El desarrollo – y su contrario, el subdesarrollo -, en efecto,  culminan un largo proceso de construcción cultural. En ese proceso, el binomio desarrollo / subdesarrollo fue precedido por los de civilización / progreso, entre mediados del siglo XVIII y del XIX, y de progreso / atraso, entre mediados del XIX y del XX. En nuestra cultura, Humboldt y Sarmiento encarnaron el espíritu de la civilización, como Darwin y Spencer encarnaron el del progreso, y Keynes y Prebisch el del desarrollo. El paso de una fase a otra en esta historia, además, incluyó no sólo el paso al intento de expresión de problemas nuevos y más complejos que iban emergiendo del proceso de formación y transformaciones de nuestras sociedades: además, incluyó la integración de una amplia variedad de los fósiles que iba dejando en su camino cada etapa superada, que pasaban a constituirse en elementos de legitimación de la siguiente.

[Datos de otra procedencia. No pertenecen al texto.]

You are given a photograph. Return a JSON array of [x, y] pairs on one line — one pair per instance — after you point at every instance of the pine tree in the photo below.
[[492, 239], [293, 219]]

Sin embargo, el desarrollo de que en verdad se trata hoy es el de nuestra especie a lo largo de los últimos cien mil años en su doble y simultánea dimensión biológica y sociocultural. Los problemas de ese desarrollo incluyen, por supuesto, aquellos que se derivan de las condiciones creadas por ese proceso en el curso de los últimos cinco siglos – y del XX al XXI en particular –, desde el extraordinario crecimiento de nuestro número hasta la formación de una primera comunidad mundial de los humanos; el despliegue de formas de intervención en la naturaleza y de niveles de producción material y contaminación sin precedentes, y el hecho de que las formas de relación social y de organización de la cultura que hicieron posible todo esto han venido a entrar en contradicción creciente con las necesidades que se derivan de esos resultados.

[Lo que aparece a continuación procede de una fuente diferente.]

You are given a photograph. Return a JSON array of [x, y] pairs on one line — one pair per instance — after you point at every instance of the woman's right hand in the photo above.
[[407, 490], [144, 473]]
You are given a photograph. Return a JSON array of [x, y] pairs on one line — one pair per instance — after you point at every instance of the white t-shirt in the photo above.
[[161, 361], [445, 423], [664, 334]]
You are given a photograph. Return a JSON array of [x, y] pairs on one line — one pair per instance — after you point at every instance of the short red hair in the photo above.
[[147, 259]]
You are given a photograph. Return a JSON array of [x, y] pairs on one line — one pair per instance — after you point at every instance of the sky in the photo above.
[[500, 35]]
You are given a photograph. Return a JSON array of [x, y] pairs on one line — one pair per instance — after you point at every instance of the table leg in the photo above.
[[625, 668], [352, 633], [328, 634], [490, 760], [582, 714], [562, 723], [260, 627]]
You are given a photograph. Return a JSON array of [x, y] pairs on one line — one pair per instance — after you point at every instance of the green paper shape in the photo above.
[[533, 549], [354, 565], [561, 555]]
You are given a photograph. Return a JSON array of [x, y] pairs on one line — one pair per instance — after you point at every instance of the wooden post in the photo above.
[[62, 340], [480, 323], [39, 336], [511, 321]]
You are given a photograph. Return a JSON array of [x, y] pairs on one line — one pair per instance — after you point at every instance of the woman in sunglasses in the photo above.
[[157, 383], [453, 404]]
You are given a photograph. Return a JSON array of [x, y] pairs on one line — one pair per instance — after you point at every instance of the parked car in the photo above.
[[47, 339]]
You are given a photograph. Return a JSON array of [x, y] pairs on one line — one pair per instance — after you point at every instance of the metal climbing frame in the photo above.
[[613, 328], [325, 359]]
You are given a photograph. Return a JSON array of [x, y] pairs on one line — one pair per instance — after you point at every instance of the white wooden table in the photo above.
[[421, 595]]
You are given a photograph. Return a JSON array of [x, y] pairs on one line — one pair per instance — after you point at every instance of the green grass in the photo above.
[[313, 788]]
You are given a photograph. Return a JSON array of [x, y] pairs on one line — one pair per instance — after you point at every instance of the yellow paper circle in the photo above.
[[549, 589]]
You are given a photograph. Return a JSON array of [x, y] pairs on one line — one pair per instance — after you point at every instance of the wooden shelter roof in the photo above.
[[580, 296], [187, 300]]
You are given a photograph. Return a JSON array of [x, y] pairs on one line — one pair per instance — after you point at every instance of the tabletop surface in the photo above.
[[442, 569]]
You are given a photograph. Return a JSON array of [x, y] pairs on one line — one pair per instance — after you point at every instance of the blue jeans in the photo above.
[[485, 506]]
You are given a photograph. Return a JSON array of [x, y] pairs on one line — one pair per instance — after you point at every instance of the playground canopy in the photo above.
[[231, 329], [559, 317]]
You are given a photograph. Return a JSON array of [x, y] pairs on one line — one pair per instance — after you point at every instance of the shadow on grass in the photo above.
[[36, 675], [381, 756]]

Lo ilegítimo aquí – esto es, lo eludido en la metáfora – consiste en confundir ese proceso general con cualquiera de las formas históricas puntuales que han contribuido a su despliegue, o han terminado por distorsionarlo y aun bloquearlo. Visto así, todo apunta al problema político de decidir si aún cabe subordinar el desarrollo humano a la preservación de una forma histórica de organización de las relaciones sociales que ya conspira incluso contra sus bases naturales de sustentación, o si por el contrario ha llegado la hora de encarar de la manera más decidida la construcción de aquellas formas nuevas de socialidad que mejor se correspondan con el pleno aprovechamiento de las enormes conquistas que ha logrado nuestra especie en materia de ciencia y tecnología.

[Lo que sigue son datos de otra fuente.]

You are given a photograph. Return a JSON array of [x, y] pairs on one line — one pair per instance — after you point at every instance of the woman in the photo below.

Asumir esta disyuntiva obliga a trascender la metáfora del desarrollo sostenible, para pasar del problema sin solución de hacer sostenible una forma histórica particular del desarrollo humano, a encarar la necesidad de encontrar y construir las formas nuevas que hagan sostenible ese desarrollo en el futuro. Hoy, en suma, ya resulta evidente que nuestro desarrollo será sostenible por lo humano que sea, o no será, como es evidente también que ese carácter tiene y tendrá su expresión más clara en nuestras capacidades para la cooperación solidaria. Haber llegado a esta disyuntiva constituye quizás el mayor de nuestros logros como especie. La forma en que la encaremos definirá nuestro destino y, en alguna medida, el del Planeta en que ha tenido lugar nuestra existencia.